Something I learned from dealing with the concussion is that there’s a limit to how much you can do. You’re not going to be able to do everything you want to get done, so you need to prioritize, forgive yourself for the things you can’t do, and be proud of what you can do. My main priority was my presentation. I typically try to finish a talk a few weeks ahead of time and practice it, but that wasn’t happening this time. I wasn’t able to finish my talk before getting on the plane, but I got the majority of it done and was able to finish it in the hotel.
Fortunately, my hotel was connected to the conference center, so I could be back in my room in less than 10 minutes if I felt ill. I did spent more time in my hotel room than at the conference, but because I took it easy and rested instead of trying to be there the entire time, I was able to attend the talks and events that were most important to me.
Despite spending less time at the conference, I was still able to network and make some great connections that I hope will help me in the months ahead. And although I missed most of Sunday’s events, I was well rested and able to give my own presentation on Monday morning.
My talk went so well that I received an award for second place for best student talk in my symposium. Not bad for someone recovering from a concussion! I wasn’t able to do everything I wanted to, but I am proud of what I was able to accomplish and thankful that I was even able to attend at all.

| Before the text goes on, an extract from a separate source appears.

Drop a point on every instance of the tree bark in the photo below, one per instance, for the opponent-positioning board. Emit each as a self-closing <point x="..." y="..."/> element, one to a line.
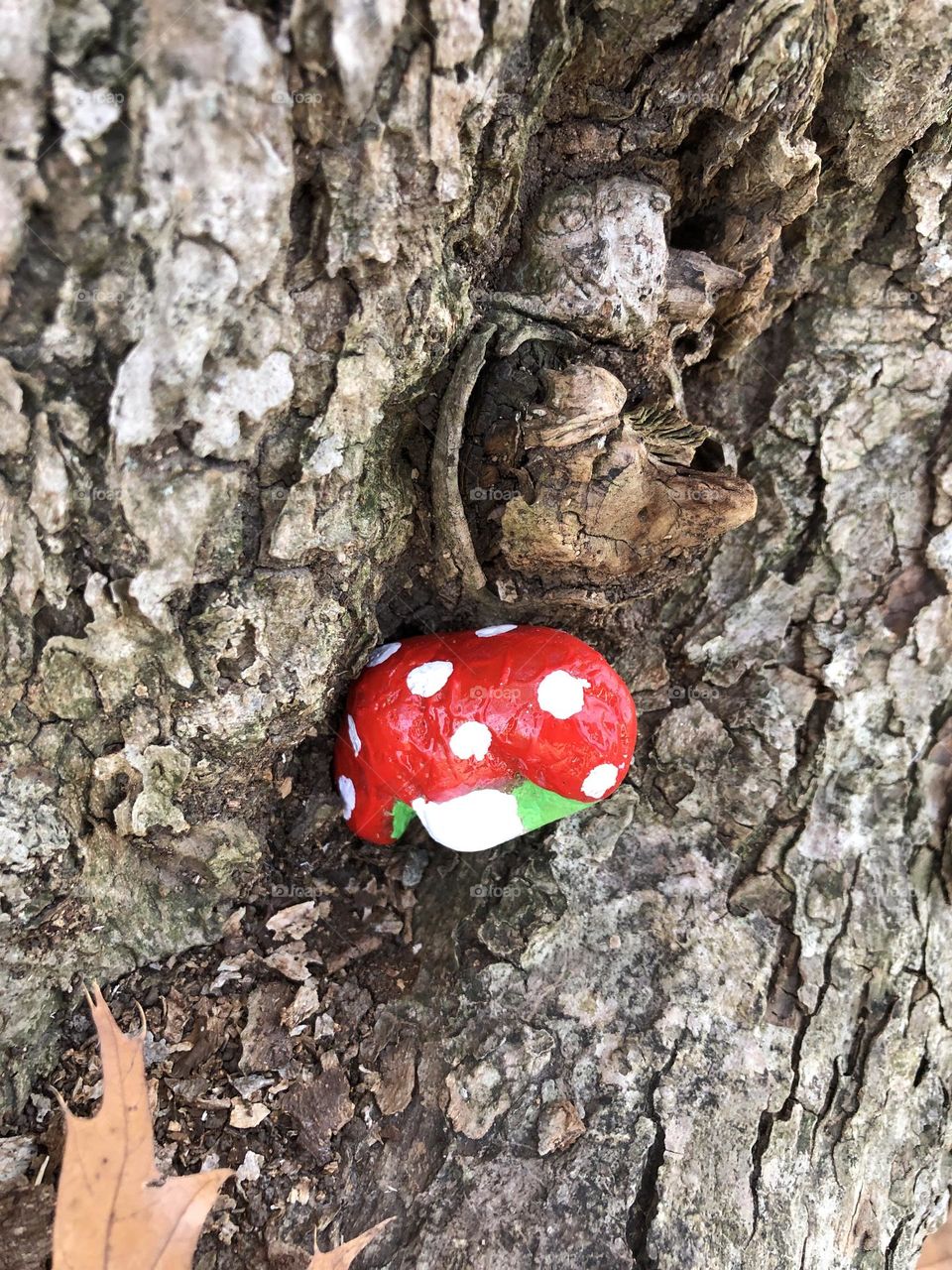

This Thanksgiving holiday, I am thankful for my wonderful and loving parents, who drove over 5 hours to come pick me up and bring me home after my first ER visit, then stayed with me and took care of me when we still didn’t know what was wrong. I am also thankful for my boyfriend, Duncan, who drove me to doctor appointments and patiently helped me during my slow recovery. I am also thankful for my friends who wrote to me, visited me and brought me treats when I couldn’t leave my apartment. I'm so thankful to have so many good people in my life!